# Unable to Sleep - Trading Reflections and Notes:



1. Making money in trading is an inevitable result for me.

2. I've researched nearly every technical analysis method on the market, only to discover that in trading, the most important thing isn't technique—it's temperament. However, without technique, it's like throwing a fish into hot oil; there's no path to survival.

3. Almost none of the traders around me end up making money in the end, and this too is inevitable. Because they can't figure out their own identity and can't do what they should be doing.

4. First, ordinary people are retail traders. All price markets are full of traps and fake-outs. If you're a retail trader, don't even think about catching tops and bottoms. If retail traders could catch all the tops and bottoms, whose money would non-retail traders make? Do you really think people with tens or hundreds of billions in capital manipulate the market just for you to catch tops and bottoms? To put it bluntly, what's your status?

5. The only thing retail traders can do is follow the trend, sip some broth trailing behind big money's wake. If you can follow the trend well, that little bit of broth is enough to appreciate.

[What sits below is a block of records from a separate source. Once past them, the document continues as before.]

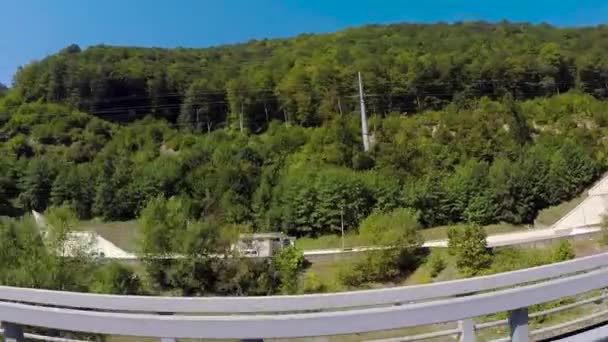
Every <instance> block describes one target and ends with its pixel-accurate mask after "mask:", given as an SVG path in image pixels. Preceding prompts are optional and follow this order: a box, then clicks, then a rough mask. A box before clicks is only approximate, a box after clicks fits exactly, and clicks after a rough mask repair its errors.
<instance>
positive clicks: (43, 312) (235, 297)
mask: <svg viewBox="0 0 608 342" xmlns="http://www.w3.org/2000/svg"><path fill="white" fill-rule="evenodd" d="M604 287H608V253H605V254H598V255H594V256H589V257H585V258H579V259H575V260H571V261H567V262H562V263H556V264H551V265H545V266H540V267H534V268H529V269H524V270H518V271H513V272H507V273H501V274H496V275H491V276H484V277H477V278H470V279H462V280H454V281H447V282H440V283H434V284H427V285H417V286H406V287H396V288H386V289H377V290H365V291H354V292H342V293H328V294H312V295H298V296H268V297H198V298H175V297H148V296H116V295H98V294H85V293H73V292H61V291H48V290H39V289H25V288H14V287H0V321H2V322H3V328H4V335H5V339H6V340H11V341H21V340H23V339H24V337H25V338H26V339H37V340H47V341H60V342H61V341H63V342H66V341H73V340H68V339H63V338H58V337H46V336H42V335H39V334H28V333H26V334H24V333H23V329H22V326H33V327H40V328H48V329H52V330H60V331H73V332H85V333H92V334H102V335H125V336H141V337H155V338H161V339H164V340H173V339H176V338H197V339H198V338H208V339H244V340H247V339H253V340H263V339H271V338H298V337H312V336H330V335H344V334H358V333H365V332H373V331H382V330H392V329H399V328H407V327H414V326H424V325H431V324H436V323H444V322H455V321H456V322H459V325H458V328H457V329H449V330H444V331H440V332H432V333H429V334H423V335H417V336H408V337H403V338H399V339H390V341H392V340H395V341H397V340H399V341H413V340H423V339H431V338H436V337H440V336H448V335H457V336H459V337H460V340H461V341H474V340H475V331H476V330H480V329H485V328H489V327H495V326H499V325H509V326H510V328H511V330H510V331H511V335H510V337H509V338H510V339H511V340H512V341H528V339H529V337H530V336H533V335H534V334H536V333H540V332H539V331H536V332H535V331H529V329H528V317H529V316H528V309H527V308H528V307H529V306H532V305H536V304H541V303H545V302H550V301H554V300H558V299H560V298H564V297H569V296H575V295H581V294H584V293H586V292H589V291H593V290H597V289H601V288H604ZM606 297H608V296H604V295H602V296H599V297H598V296H596V297H593V298H585V299H584V300H582V301H579V302H575V303H570V304H567V305H564V306H562V307H557V308H552V309H549V310H546V311H544V312H536V313H531V315H530V317H537V316H540V315H543V316H544V315H549V314H552V313H555V312H559V311H563V310H567V309H571V308H574V307H578V306H582V305H585V304H589V303H591V302H592V301H603V300H604V299H605V298H606ZM499 312H509V319H508V320H502V321H495V322H485V323H479V324H475V323H474V321H473V318H475V317H478V316H483V315H488V314H493V313H499ZM605 314H606V315H607V316H608V312H605ZM598 315H599V314H598V313H595V314H594V315H591V316H592V317H591V318H593V319H595V320H597V319H599V318H598V317H599V316H598ZM576 322H577V323H576V324H577V325H580V324H581V318H580V317H579V318H578V319H577V321H576ZM573 324H574V323H573ZM562 325H563V324H562ZM566 325H567V324H566ZM543 329H545V331H544V332H546V331H550V330H547V328H543ZM541 330H542V329H541ZM541 332H542V331H541ZM386 341H389V340H386Z"/></svg>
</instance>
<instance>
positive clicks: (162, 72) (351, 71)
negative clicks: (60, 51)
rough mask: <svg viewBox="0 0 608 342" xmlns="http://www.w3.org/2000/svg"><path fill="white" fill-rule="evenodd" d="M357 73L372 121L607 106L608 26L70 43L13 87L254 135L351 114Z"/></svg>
mask: <svg viewBox="0 0 608 342" xmlns="http://www.w3.org/2000/svg"><path fill="white" fill-rule="evenodd" d="M358 71H361V72H362V73H363V79H364V83H365V89H366V93H367V101H368V108H369V109H370V110H371V111H372V112H373V113H379V114H387V113H390V112H399V113H403V112H407V113H412V112H419V111H423V110H428V109H439V108H442V107H443V106H444V105H446V104H447V103H450V102H452V101H456V102H458V101H465V100H466V99H470V98H477V97H481V96H489V97H491V98H501V97H502V96H503V95H505V94H506V93H509V94H512V95H513V96H514V97H515V98H516V99H528V98H533V97H537V96H550V95H555V94H559V93H562V92H565V91H567V90H569V89H572V88H578V89H581V90H582V91H584V92H587V93H589V94H592V95H594V96H596V97H599V98H604V97H606V96H608V88H607V84H608V26H599V27H594V28H576V29H575V28H554V27H551V26H549V25H529V24H511V23H506V22H502V23H498V24H489V23H484V22H470V23H458V24H453V25H448V24H433V25H418V24H397V25H388V26H365V27H361V28H354V29H348V30H344V31H340V32H337V33H333V34H322V35H301V36H298V37H294V38H290V39H277V40H260V41H251V42H248V43H245V44H238V45H231V46H222V47H214V48H207V49H158V48H133V47H109V46H95V47H91V48H88V49H86V50H85V51H81V50H80V48H79V47H78V46H76V45H74V46H70V47H67V48H66V49H64V50H62V51H61V52H59V53H57V54H55V55H53V56H50V57H48V58H46V59H44V60H42V61H40V62H36V63H32V64H29V65H27V66H25V67H24V68H23V69H21V70H20V71H19V72H18V73H17V75H16V76H15V87H16V88H17V89H19V90H20V91H21V92H22V95H23V97H24V99H25V100H26V101H35V100H45V101H49V102H68V103H70V104H72V105H75V106H77V107H78V108H79V109H80V110H83V111H86V112H89V113H92V114H94V115H97V116H101V117H104V118H107V119H115V120H126V119H134V118H137V117H140V116H142V115H144V114H150V113H152V114H156V115H159V116H163V117H166V118H169V119H170V120H171V121H175V120H177V116H178V115H179V113H180V112H181V114H182V115H181V117H180V123H181V124H183V125H187V126H191V127H193V128H196V129H199V130H212V129H215V128H218V127H222V126H224V125H225V124H228V125H235V126H240V125H238V124H237V123H236V122H237V121H239V118H240V117H241V113H242V116H243V121H244V127H245V128H249V129H250V131H253V132H258V131H259V130H260V129H263V128H264V127H265V126H266V123H267V122H269V121H271V120H272V119H279V120H288V121H290V122H292V123H297V124H301V125H304V126H314V125H319V124H321V123H322V122H323V121H325V120H327V119H328V118H329V117H331V116H333V115H336V114H337V113H340V112H350V111H352V110H353V109H356V106H357V103H358V102H357V99H356V98H355V97H354V95H356V93H357V88H356V81H355V80H356V73H357V72H358ZM125 114H129V116H126V115H125ZM231 114H232V115H231Z"/></svg>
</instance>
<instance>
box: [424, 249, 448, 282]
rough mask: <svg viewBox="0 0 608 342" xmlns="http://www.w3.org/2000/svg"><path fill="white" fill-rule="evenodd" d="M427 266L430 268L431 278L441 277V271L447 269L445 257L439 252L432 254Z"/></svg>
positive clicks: (429, 255) (427, 264)
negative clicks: (438, 276) (446, 266)
mask: <svg viewBox="0 0 608 342" xmlns="http://www.w3.org/2000/svg"><path fill="white" fill-rule="evenodd" d="M427 265H428V267H429V273H430V275H431V278H435V277H436V276H438V275H439V273H441V271H443V270H444V269H445V268H446V266H447V263H446V261H445V259H444V258H443V256H441V254H439V253H437V252H431V255H429V258H428V260H427Z"/></svg>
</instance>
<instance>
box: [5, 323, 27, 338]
mask: <svg viewBox="0 0 608 342" xmlns="http://www.w3.org/2000/svg"><path fill="white" fill-rule="evenodd" d="M2 329H4V341H5V342H23V341H24V339H23V329H22V328H21V326H20V325H19V324H15V323H9V322H2Z"/></svg>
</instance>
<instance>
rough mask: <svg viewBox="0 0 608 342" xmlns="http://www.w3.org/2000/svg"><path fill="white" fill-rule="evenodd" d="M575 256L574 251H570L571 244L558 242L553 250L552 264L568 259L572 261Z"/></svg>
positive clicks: (560, 241)
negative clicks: (556, 262) (570, 259)
mask: <svg viewBox="0 0 608 342" xmlns="http://www.w3.org/2000/svg"><path fill="white" fill-rule="evenodd" d="M575 256H576V255H575V254H574V250H573V249H572V244H570V242H569V241H568V240H562V241H560V242H559V243H558V244H557V245H556V246H555V247H554V248H553V258H552V259H553V261H554V262H561V261H567V260H570V259H574V257H575Z"/></svg>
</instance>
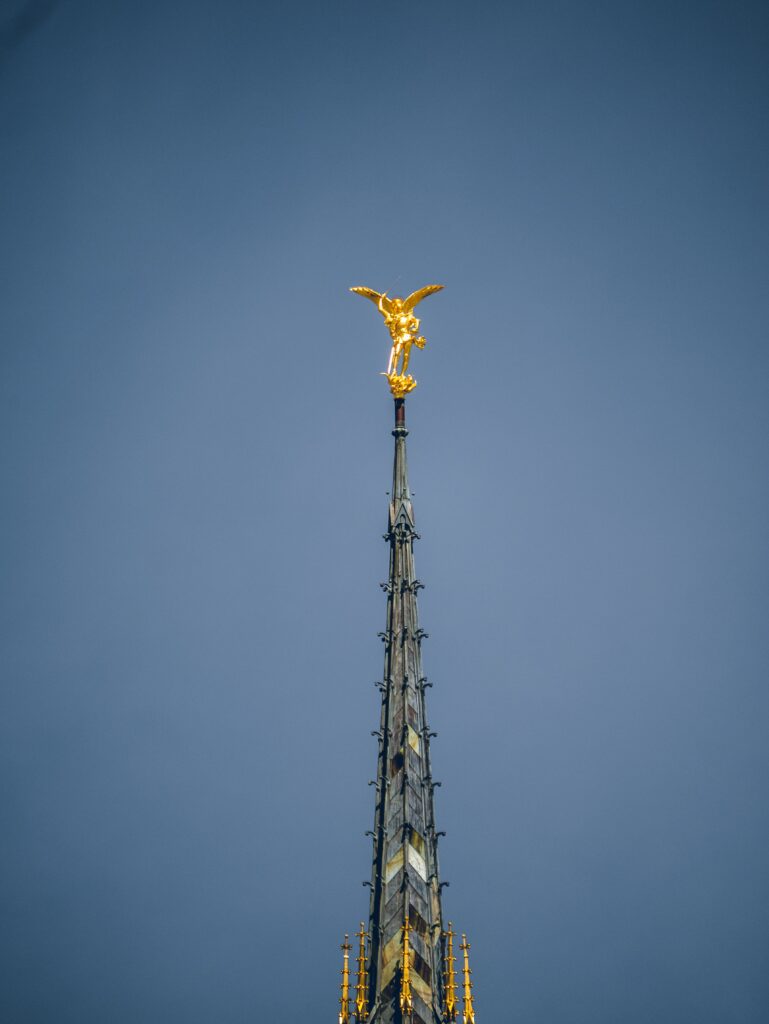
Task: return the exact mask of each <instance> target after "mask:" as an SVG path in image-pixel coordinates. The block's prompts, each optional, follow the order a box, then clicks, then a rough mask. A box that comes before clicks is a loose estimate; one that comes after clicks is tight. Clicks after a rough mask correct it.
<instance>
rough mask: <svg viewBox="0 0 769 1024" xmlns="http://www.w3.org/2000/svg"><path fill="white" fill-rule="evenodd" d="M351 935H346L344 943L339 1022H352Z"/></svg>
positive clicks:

6. When you put capital into the market, if your heart gets too excited, that position is already half-dead. Even if it profits, you won't hold it. If it loses, you'll cut losses. We can't predict the market, but we can control gains and losses. Only when losses and gains stay within your preset range and your mind remains undisturbed can you be considered a mature trader.

7. Trading is too simple—just open a position when your trading system signals it, wait when it doesn't. Many people can't wait, thinking opportunities appear in the market constantly.

8. Trading is too difficult—it requires energy, focus, physical stamina, patience, emotion management, and mindset all in peak condition to achieve long-term stable profits. That's why you need fitness, meditation...

9. Don't have luck-based thinking like "if I go all-in, I'll turn things around if I win." That's greed. If there's even a 1% probability of loss, you can't go all-in.

10. Why does the market always target my position and hit my stop loss? Is the market picking on me? It's not targeting you specifically—it's targeting all retail traders and liquidity. Since you're the same as other retail traders, the market is always right. Blaming the market for losses is resentment.

11. If I had this technique, I'd be unstoppable. With AI or EA quantitative trading systems, I'd make stable profits—this is impossible. AI can assist with analysis, but the market is composed of all traders' collective decisions. AI can't precisely predict market direction. Using a fixed system to predict an unfixed market—how can you win? This is delusion, purely wishful thinking.

12. Not daring to enter after failing twice is hesitation, and you miss the move.

13. Losing faith in yourself after one or two failures is doubt. Various retracements will also cause suspicion.

14. The difference between trading and gambling—many people trade like gamblers. When they make money, they don't know how. When they lose, they don't know why. Ask them and they say it's from experience, feel, someone else's advice, or insider information someone mentioned. If experience and feel actually worked, everyone would be a millionaire. The reality is that feel and experience are the number one killer of retail traders.

15. If ordinary people don't understand trading, they shouldn't do it. It seems to require some talent. Trading is essentially a game of strategy, like Go—black and white, millions of variations.

16. Don't follow blindly in trading. Just because gold rises doesn't mean you should buy. Markets are driven by price movements. Even street sweepers know gold has risen—who then provides the capital to push gold prices higher? Even if someone tells you Bitcoin will crash or surge, you'll still make no money in the market. It's useless!

17. Trading is one person's spiritual practice. Sigh, we're back to spiritual practice again. Some paths aren't ones you choose to walk—fate pushes you down them. Where you end up isn't entirely your decision.

18. There's nothing in this world worth envying. Having money is fate, being poor is also fate. If you don't believe in destiny, perhaps your fate is good. Those with poor fate will start believing after struggling against it for a few years. Even your diligence and discipline, your laziness and indulgence—all are predetermined. Yet you say "my fate is mine, not heaven's."

19. Finally, on trading signals I provide—those trading with me, I'm terrified of them losing even a little, but the market is impermanent. Single losses or even a few consecutive losses are normal. But I can say that ultimately there will be profits. If you don't understand, I won't explain further. This actually puts considerable psychological pressure on me.

20. And finally, regarding my past—all the people from before, everything I've done that should or shouldn't have been done, good actions or bad—all are inevitable. There's nothing to regret nor anything particularly wonderful. Losses are what I deserved; profits too are pushed by fate. This is how one should view it!